L'échantillon statistique, retracé dans le document d'information transmis par le ministère lors de la présentation du projet de loi, porte sur les 903 naissances sous X ayant eu lieu entre 1994 et 1998.

« Les deux tiers ont moins de 25 ans, une sur deux a moins de 23 ans et une sur dix est mineure (les deux tiers des autres femmes qui accouchent ont entre 24 et 32 ans).

« Plus d'un quart sont en cours de scolarité ou d'études.

« La moitié sont à la recherche d'un premier emploi ou sans profession, sans autonomie et sans ressources propres.

« Une minorité non négligeable appartient à un milieu aisé ou aux classes moyennes.
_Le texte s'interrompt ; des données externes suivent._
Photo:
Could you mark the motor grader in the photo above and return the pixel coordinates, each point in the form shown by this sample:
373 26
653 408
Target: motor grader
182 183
« Les quatre cinquièmes sont célibataires.

« Une sur quatre vit chez ses parents : le recours à l'accouchement secret semble alors commandé par la crainte de la réaction parentale lorsque la grossesse n'est pas découverte, par la pression parentale lorsqu'elle l'est (milieux très religieux et conservateurs).

« Les jeunes célibataires qui ne vivent plus chez leurs parents : problématique personnelle, jeunes mères célibataires qui ne peuvent assumer seules un enfant supplémentaire, jeunes femmes « en galère ».
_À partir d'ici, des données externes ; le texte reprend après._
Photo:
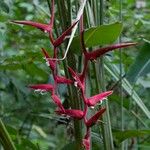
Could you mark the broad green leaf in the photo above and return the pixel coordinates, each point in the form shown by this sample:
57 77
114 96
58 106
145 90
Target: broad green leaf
69 146
123 135
114 71
4 7
100 35
141 66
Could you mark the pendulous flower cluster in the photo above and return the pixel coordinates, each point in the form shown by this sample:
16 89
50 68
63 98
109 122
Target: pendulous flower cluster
78 79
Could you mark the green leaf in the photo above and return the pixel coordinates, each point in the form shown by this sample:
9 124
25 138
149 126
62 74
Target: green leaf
69 146
123 135
141 65
100 35
114 71
4 7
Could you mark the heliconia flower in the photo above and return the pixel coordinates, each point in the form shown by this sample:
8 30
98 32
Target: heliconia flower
41 26
61 38
99 52
86 143
92 101
63 80
95 118
78 114
76 78
45 87
57 101
51 63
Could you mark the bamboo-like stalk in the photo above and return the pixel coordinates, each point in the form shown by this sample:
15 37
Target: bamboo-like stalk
70 61
107 132
5 139
120 76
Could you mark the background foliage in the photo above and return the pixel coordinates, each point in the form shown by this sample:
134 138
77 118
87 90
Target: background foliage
29 117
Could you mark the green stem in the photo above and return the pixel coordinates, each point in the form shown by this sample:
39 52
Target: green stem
107 132
74 101
120 76
5 139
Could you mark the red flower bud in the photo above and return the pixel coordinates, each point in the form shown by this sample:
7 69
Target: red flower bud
57 101
63 80
43 27
76 78
51 63
95 118
45 87
86 143
78 114
92 101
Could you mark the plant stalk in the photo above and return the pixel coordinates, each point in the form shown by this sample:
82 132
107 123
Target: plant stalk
5 138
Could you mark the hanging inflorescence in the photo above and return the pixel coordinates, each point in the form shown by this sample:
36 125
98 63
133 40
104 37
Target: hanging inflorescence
78 79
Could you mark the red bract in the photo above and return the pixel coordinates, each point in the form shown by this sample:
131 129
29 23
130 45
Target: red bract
63 80
79 78
76 78
51 63
57 101
45 87
86 143
99 52
78 114
43 27
92 101
95 118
« De 10 à 12 % vivent en couple (jeunes couples en cours d'études ou dans une situation financière très difficile ; contexte de violences conjugales).

« Environ 10 % sont séparées ou divorcées, âgées de plus de 35 ans et ayant plusieurs enfants à charge, en grandes difficultés socio-économiques.

« Les situations où la grossesse est issue d'un viol ou de rapports contraints sont assez peu nombreuses : entre 4 et 10 % des cas.

« Ces cas peuvent être surestimés (les femmes peuvent invoquer un viol comme une justification recevable de leur décision d'abandon) ou sous-estimés (il peut être trop difficile de faire état d'une expérience traumatisante).

« Les cas d'inceste sont rares dans les données : moins de 3 cas signalés sur 903 situations ».

Ce document mentionne en outre que le père n'est informé et présent que dans 5 % des cas.

b) Des cas particuliers

Malgré leur exhaustivité, les statistiques présentées ne retracent qu'imparfaitement la situation de ces femmes qui ont recours à l'accouchement sous X.

Les chiffres présentés ci-dessus laissent entrevoir l'importance d'une cause matérielle (absence d'autonomie financière) et sociale (jeunesse des femmes enceintes), mais ne rendent pas compte des troubles d'ordre psychologique commandant le choix des mères accouchant sous X.

D'après certaines études, des femmes demandant le secret de leur accouchement souffrent de psychopathologies plus ou moins importantes et aboutissant à ce que certains psychiatres nomment « déni de grossesse », c'est-à-dire le refus psychosomatique de la femme d'être enceinte.

Ces cas contrastent fortement d'avec la situation des enfants en recherche.

A l'abandon, source parfois d'un immense soulagement, répond la souffrance parallèle des enfants nés sous X laissés dans l'ignorance de leurs origines.